In [None]:
# Install the PyIceberg library, then fix the dependency problem with SQLAlchemy library
!pip install pyiceberg[pyarrow,duckdb,sql-sqlite] --upgrade
!pip install sqlalchemy --upgrade
#!pip install sqlalchemy==2.0.28 --upgrade

In [1]:
# Import the needed libraries
from pyiceberg.catalog import load_catalog
from pyiceberg.catalog.hive import HiveCatalog
import pyarrow.parquet as pq
import pyarrow.compute as pc
import pyarrow
import pandas as pd
import os
import importlib
from urllib.parse import urlparse
from typing import Dict, List
from pyarrow.fs import HadoopFileSystem
from functools import lru_cache
import time
import math
from pyiceberg.exceptions import CommitFailedException

In [None]:
# 🧪🧪 ONLY ONCE! 🧪🧪
# Get the NYC Taxi dataset from the network
!curl https://d37ci6vzurychx.cloudfront.net/trip-data/yellow_tripdata_2023-01.parquet -o "/home/yarnapp/hopsfs/Resources/nyc_taxiparquet"

In [2]:
# Create a folder where to save on HopsFS
!mkdir /home/yarnapp/hopsfs/Resources/test_dir/
!mkdir /tmp/test_data/

mkdir: cannot create directory ‘/home/yarnapp/hopsfs/Resources/test_dir/’: File exists
mkdir: cannot create directory ‘/tmp/test_data/’: File exists


In [11]:
#catalog_file_path = "/home/hdfs/iceberg/catalog/pyiceberg_catalog.db"
#hdfs_path_uri = "hdfs://namenode.service.consul:8020/tmp/test_data"

# Create a catalog
test_catalog = HiveCatalog(
    "default",
    **{
        "uri":"thrift://metastore.hive.service.consul:9083",
        "hive.hive2-compatible":True,
        #"hive.hostname": "hive",
        #"hive.port":"9083"
    },
)

# Print the object catalog, to show the catalog type
print(test_catalog)

default (<class 'pyiceberg.catalog.hive.HiveCatalog'>)


In [12]:
test_catalog.properties

{'uri': 'thrift://metastore.hive.service.consul:9083',
 'hive.hive2-compatible': True,
 'hive.hostname': 'hive',
 'hive.port': '9083'}

In [13]:
# Load the data previously downloaded into a Parquet DataFrame (df)
nyc_data_path = "/home/yarnapp/hopsfs/Resources/nyc_taxiparquet"
df = pq.read_table(nyc_data_path)

In [14]:
# Create a new namespace
test_catalog.create_namespace("test_ns")

TTransportException: TSocket read 0 bytes

In [8]:
# Create a new table "test_table", specifying the schema according to the df's schema
test_table = test_catalog.create_table(
    "test_ns.nyc_taxi",
    schema=df.schema,
    # 🧪🧪 TESTING 🧪🧪
    # The location now should be added, since in the creation of the catalog we are both specifying the host and the warehouse!
    location="/tmp/test_data"
)

2024-07-04 14:59:50,659 INFO: Defaulting to PyArrow FileIO


AttributeError: 'bool' object has no attribute 'lower'

#### Test the data insertion

Insert the full NYC taxi dataframe in the empy table created above.

In [None]:
# Append the dataframe to the test_table, showing the difference between before and after the operation
print("Start APPEND")
before_len = len(test_table.scan().to_arrow())

test_table.append(df)

print('End APPEND')
after_len  = len(test_table.scan().to_arrow())
print("Before the append operation, there were " + str(before_len) + "rows in the table")
print("After  the append operation, there were " + str(after_len)  + "rows in the table")

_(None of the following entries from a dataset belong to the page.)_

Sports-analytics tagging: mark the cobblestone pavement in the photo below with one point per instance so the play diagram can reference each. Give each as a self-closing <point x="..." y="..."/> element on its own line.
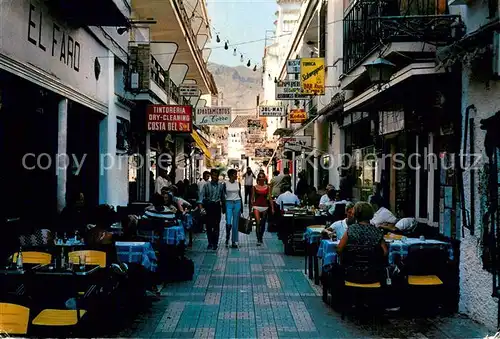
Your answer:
<point x="258" y="292"/>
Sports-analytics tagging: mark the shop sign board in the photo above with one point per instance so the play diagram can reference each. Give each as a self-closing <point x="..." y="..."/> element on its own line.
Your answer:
<point x="297" y="116"/>
<point x="296" y="143"/>
<point x="213" y="116"/>
<point x="312" y="76"/>
<point x="170" y="118"/>
<point x="189" y="90"/>
<point x="271" y="111"/>
<point x="32" y="35"/>
<point x="390" y="122"/>
<point x="293" y="66"/>
<point x="290" y="90"/>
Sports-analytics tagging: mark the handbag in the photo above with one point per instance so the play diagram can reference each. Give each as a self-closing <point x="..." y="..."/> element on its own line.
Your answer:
<point x="244" y="225"/>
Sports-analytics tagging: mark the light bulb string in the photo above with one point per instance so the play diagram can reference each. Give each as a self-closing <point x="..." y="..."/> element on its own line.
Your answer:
<point x="227" y="45"/>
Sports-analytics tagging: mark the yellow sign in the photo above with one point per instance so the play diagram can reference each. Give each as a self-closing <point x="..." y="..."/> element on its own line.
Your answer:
<point x="297" y="116"/>
<point x="312" y="76"/>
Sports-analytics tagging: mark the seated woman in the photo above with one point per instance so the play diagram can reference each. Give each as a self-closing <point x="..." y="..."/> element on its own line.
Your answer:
<point x="337" y="229"/>
<point x="363" y="247"/>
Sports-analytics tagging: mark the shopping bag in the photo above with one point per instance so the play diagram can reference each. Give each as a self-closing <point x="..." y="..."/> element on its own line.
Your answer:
<point x="244" y="225"/>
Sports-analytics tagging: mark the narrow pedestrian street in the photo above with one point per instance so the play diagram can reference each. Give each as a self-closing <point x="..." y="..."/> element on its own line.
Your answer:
<point x="258" y="292"/>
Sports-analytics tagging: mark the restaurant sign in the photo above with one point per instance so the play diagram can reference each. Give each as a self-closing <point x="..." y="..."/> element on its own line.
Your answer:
<point x="170" y="118"/>
<point x="297" y="116"/>
<point x="293" y="66"/>
<point x="296" y="143"/>
<point x="271" y="111"/>
<point x="289" y="90"/>
<point x="213" y="116"/>
<point x="312" y="76"/>
<point x="264" y="152"/>
<point x="189" y="90"/>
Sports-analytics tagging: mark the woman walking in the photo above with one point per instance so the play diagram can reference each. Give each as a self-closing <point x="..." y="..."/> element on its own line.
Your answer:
<point x="232" y="191"/>
<point x="262" y="201"/>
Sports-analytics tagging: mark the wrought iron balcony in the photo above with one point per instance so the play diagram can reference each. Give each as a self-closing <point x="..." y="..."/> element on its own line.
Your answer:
<point x="370" y="24"/>
<point x="114" y="13"/>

#### Test multiple APPEND operations

In order to test several consecutive APPEND operations, the Arrow Dataframe containing the NYC Taxi data is transformed in Pandas Dataframe, then divided in small part of 1000 rows each.
⚠️ Depending on "how_many" APPEND operations you want to perform, change the former parameters in the following cell.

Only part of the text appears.